6 and 5. Fish from Fu Run (40-09 Prince Street, Flushing, 718-321-1363) and Wan Chai Seafood (135-11 40th Road, Flushing, 718-888-7770) The Chinese word for fish, yu, also sounds like the word meaning surplus, so whole fish is another wealth-conjuring New Year’s dish. Leave a little behind when you eat, to invite continuing abundance throughout the year. Traditionally, fish is steamed for holiday meals, but why not be unconventional? At Fu Run, which specializes in the cuisine of the northeastern region of Dongbei, lamb is the star. But their take on fried fish, served whole in a sauce made from hot bean paste, is just as worthy of attention. Wan Chai Seafood, on the other hand, a new Cantonese spot, serves ultra-fresh fish in a vast banquet hall space — try snapper steamed with ginger and scallions.
4. Turnip cake from Asian Jewels Seafood (133-30 39th Avenue, Flushing, 718-359-8600) This dim sum emporium delivers plenty of jewels from its carts on weekend mornings, from shrimp shumai to durian puffs. But during Lunar New Year celebrations, make sure you try the turnip cake. The dish’s name is a homophone for good fortune; at Asian Jewels, it’s fried and generously seasoned, resulting in a salty, crisp outside that yields to a moist and chewy interior.
3. Sweets from Tai Pan Bakery (37-25 Main Street, Flushing, 718-461-8668) Grab a tray at this bright and inviting spot, and load it up with fresh pastries for a sweet new year; ask the friendly staff behind the counter to help you make a selection if you’re overwhelmed by the options. Try a pineapple bun (so named for its appearance), since the fruit brings wealth, or a taro bun, which has a mellow, starchy sweetness that’s welcome after a filling food crawl. Or split a coconut cream–filled dessert with a significant other, as the coconut is thought to promote togetherness.

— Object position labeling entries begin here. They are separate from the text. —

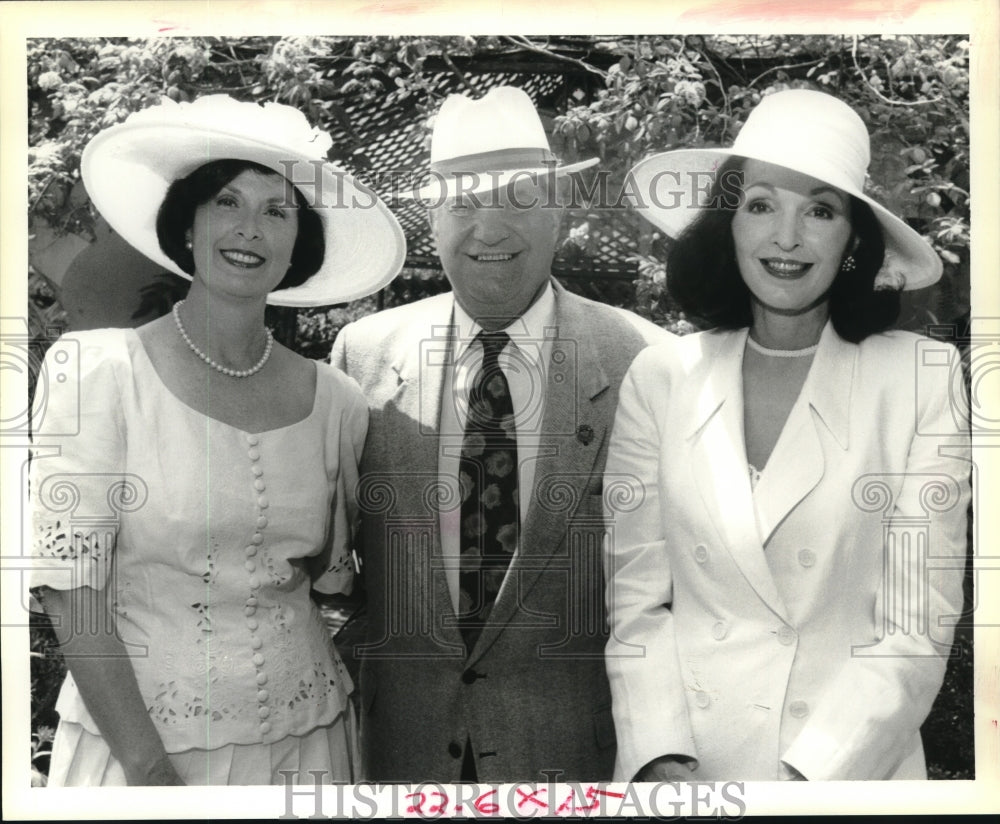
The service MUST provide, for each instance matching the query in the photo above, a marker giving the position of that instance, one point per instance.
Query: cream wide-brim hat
(128, 168)
(806, 131)
(487, 144)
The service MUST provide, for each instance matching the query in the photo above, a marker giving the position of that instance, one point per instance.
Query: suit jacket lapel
(574, 385)
(719, 464)
(797, 463)
(421, 359)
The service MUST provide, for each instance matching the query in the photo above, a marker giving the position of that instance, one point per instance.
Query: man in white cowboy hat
(481, 483)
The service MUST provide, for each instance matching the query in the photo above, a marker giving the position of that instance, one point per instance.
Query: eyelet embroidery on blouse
(53, 540)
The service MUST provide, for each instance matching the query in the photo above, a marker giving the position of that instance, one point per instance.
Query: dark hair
(704, 279)
(176, 217)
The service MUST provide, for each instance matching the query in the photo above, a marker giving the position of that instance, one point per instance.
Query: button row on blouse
(250, 564)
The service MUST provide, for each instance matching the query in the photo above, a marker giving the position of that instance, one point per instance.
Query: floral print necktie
(488, 483)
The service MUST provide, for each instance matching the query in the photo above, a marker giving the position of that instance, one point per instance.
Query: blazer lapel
(797, 463)
(575, 384)
(719, 464)
(422, 357)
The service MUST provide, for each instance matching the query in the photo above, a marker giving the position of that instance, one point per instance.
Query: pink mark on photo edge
(807, 9)
(401, 7)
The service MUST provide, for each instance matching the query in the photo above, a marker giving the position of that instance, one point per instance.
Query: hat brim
(128, 168)
(671, 189)
(479, 181)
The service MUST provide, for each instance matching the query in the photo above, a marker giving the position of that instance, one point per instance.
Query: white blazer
(806, 623)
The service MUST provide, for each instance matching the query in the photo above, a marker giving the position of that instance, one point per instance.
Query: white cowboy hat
(482, 145)
(128, 168)
(807, 131)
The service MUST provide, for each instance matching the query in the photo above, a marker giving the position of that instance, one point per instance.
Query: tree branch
(524, 43)
(876, 92)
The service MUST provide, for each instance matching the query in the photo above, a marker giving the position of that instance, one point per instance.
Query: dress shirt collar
(536, 325)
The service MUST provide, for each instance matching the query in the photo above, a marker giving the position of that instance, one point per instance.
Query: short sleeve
(77, 477)
(336, 573)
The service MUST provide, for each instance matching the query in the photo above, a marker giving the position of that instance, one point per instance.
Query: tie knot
(493, 343)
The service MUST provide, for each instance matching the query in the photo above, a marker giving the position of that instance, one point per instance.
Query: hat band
(498, 160)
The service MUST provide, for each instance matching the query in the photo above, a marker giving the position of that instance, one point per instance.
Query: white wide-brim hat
(806, 131)
(128, 168)
(485, 144)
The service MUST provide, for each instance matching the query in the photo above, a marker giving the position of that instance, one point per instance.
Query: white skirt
(82, 759)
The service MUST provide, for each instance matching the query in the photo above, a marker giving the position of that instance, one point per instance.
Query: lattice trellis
(389, 137)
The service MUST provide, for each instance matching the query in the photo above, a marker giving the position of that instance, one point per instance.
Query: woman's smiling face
(791, 233)
(243, 236)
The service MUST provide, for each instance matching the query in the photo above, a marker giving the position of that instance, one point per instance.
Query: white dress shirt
(524, 362)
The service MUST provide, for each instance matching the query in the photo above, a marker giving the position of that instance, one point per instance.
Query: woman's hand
(666, 768)
(103, 672)
(160, 773)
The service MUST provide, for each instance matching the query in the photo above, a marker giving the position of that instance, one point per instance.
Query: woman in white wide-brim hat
(785, 577)
(204, 475)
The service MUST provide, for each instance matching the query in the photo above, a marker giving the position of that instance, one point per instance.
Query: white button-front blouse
(208, 535)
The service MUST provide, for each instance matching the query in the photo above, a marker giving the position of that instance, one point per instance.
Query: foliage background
(626, 97)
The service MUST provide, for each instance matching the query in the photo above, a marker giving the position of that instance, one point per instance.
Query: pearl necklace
(225, 370)
(781, 353)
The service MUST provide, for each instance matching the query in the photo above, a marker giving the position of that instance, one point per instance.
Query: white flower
(49, 80)
(890, 277)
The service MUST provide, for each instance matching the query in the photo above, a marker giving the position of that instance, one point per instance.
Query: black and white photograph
(493, 412)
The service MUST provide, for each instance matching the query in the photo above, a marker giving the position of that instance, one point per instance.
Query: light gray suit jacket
(533, 696)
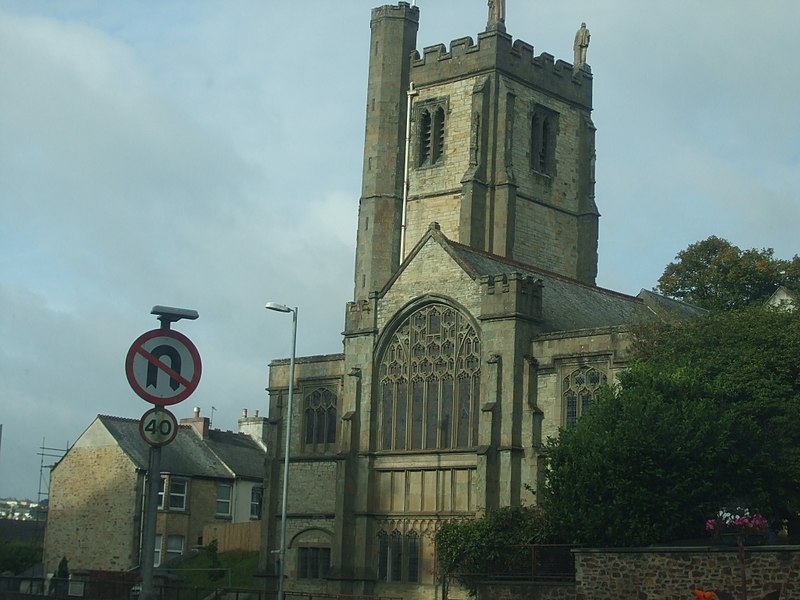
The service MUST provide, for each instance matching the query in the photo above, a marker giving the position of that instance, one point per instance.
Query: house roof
(222, 454)
(568, 304)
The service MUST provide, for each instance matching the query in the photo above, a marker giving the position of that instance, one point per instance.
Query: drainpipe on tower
(409, 94)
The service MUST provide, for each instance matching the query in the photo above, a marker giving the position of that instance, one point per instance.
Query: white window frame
(223, 501)
(256, 499)
(173, 495)
(157, 551)
(173, 552)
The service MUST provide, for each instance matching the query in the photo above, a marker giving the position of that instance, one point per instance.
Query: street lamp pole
(282, 567)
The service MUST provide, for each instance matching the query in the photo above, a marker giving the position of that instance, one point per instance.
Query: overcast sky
(207, 155)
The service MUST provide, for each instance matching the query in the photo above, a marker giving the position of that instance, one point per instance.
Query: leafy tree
(708, 415)
(17, 555)
(470, 549)
(715, 274)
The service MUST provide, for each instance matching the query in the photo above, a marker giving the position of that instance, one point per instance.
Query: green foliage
(62, 571)
(708, 414)
(468, 549)
(210, 569)
(16, 556)
(717, 275)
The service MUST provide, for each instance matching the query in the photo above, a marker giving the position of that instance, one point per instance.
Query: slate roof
(567, 304)
(221, 455)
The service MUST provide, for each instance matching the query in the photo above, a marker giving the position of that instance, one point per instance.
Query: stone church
(476, 329)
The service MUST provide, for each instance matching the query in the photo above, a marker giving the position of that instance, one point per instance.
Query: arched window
(398, 556)
(425, 137)
(543, 141)
(581, 387)
(429, 382)
(431, 134)
(319, 408)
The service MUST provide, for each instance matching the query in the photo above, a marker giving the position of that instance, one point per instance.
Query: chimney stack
(255, 427)
(198, 423)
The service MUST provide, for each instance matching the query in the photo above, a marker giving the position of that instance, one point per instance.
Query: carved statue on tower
(497, 14)
(581, 45)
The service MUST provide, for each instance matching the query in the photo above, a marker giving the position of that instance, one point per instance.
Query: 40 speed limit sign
(158, 426)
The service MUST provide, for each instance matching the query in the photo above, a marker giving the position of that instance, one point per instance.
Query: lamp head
(277, 307)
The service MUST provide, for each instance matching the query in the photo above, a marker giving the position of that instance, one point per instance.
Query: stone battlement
(497, 50)
(511, 295)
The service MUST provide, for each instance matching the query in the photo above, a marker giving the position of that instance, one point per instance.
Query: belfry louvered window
(544, 125)
(429, 382)
(580, 388)
(431, 123)
(319, 408)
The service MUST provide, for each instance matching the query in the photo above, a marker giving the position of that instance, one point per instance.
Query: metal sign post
(161, 383)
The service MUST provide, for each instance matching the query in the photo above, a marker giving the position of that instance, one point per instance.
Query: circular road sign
(163, 366)
(158, 426)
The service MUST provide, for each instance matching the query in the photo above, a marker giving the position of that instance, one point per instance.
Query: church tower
(393, 40)
(476, 330)
(498, 148)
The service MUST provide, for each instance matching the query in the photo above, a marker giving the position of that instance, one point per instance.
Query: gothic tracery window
(431, 122)
(399, 556)
(319, 408)
(580, 388)
(429, 382)
(543, 141)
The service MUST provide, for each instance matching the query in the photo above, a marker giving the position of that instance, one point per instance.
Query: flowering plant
(737, 520)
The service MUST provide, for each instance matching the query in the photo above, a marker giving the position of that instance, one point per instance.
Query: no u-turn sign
(163, 366)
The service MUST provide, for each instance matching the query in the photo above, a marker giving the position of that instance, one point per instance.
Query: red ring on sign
(170, 417)
(189, 385)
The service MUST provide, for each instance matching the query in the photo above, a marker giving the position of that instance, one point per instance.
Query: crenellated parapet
(360, 317)
(497, 51)
(511, 295)
(402, 10)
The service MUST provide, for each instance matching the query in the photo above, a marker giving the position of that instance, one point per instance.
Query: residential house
(97, 490)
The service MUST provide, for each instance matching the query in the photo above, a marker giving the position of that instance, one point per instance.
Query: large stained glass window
(429, 382)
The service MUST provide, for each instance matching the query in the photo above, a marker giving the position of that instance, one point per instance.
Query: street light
(282, 568)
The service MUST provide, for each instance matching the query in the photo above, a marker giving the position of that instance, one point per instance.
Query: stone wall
(527, 591)
(669, 573)
(94, 526)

2. Fruit from Hong Kong Supermarket (37-11 Main Street, Flushing, 718-539-6868) Spacious and easily navigable, Hong Kong Supermarket has a solid produce section that includes rarities like Buddha’s hand, a citrus fruit with gnarled segments that’s used mostly for its scent. But go for the tangerines and oranges, whose fullness and golden hue signify prosperity. You’ll also find the equally lucky pomelo, an ancestor of the grapefruit, which should be segmented and shared with loved ones during the Lunar New Year.
1. Goat dishes from Bangane (165-19 Northern Boulevard, Flushing, 718-762-2799) OK, it isn’t a traditional new-year food, and a visit to Bangane necessitates boarding the LIRR, but what better way to ring in the year of the goat than by consuming it in mass quantities at this Korean restaurant? The goat served here comes straight from the owners’ farm, and appears in a number of iterations — shredded into ssam, for instance, in a stew, or in fried rice. Try all three by ordering the prix fixe goat feast — perhaps you’ll absorb some of the animal’s loving and peaceable nature.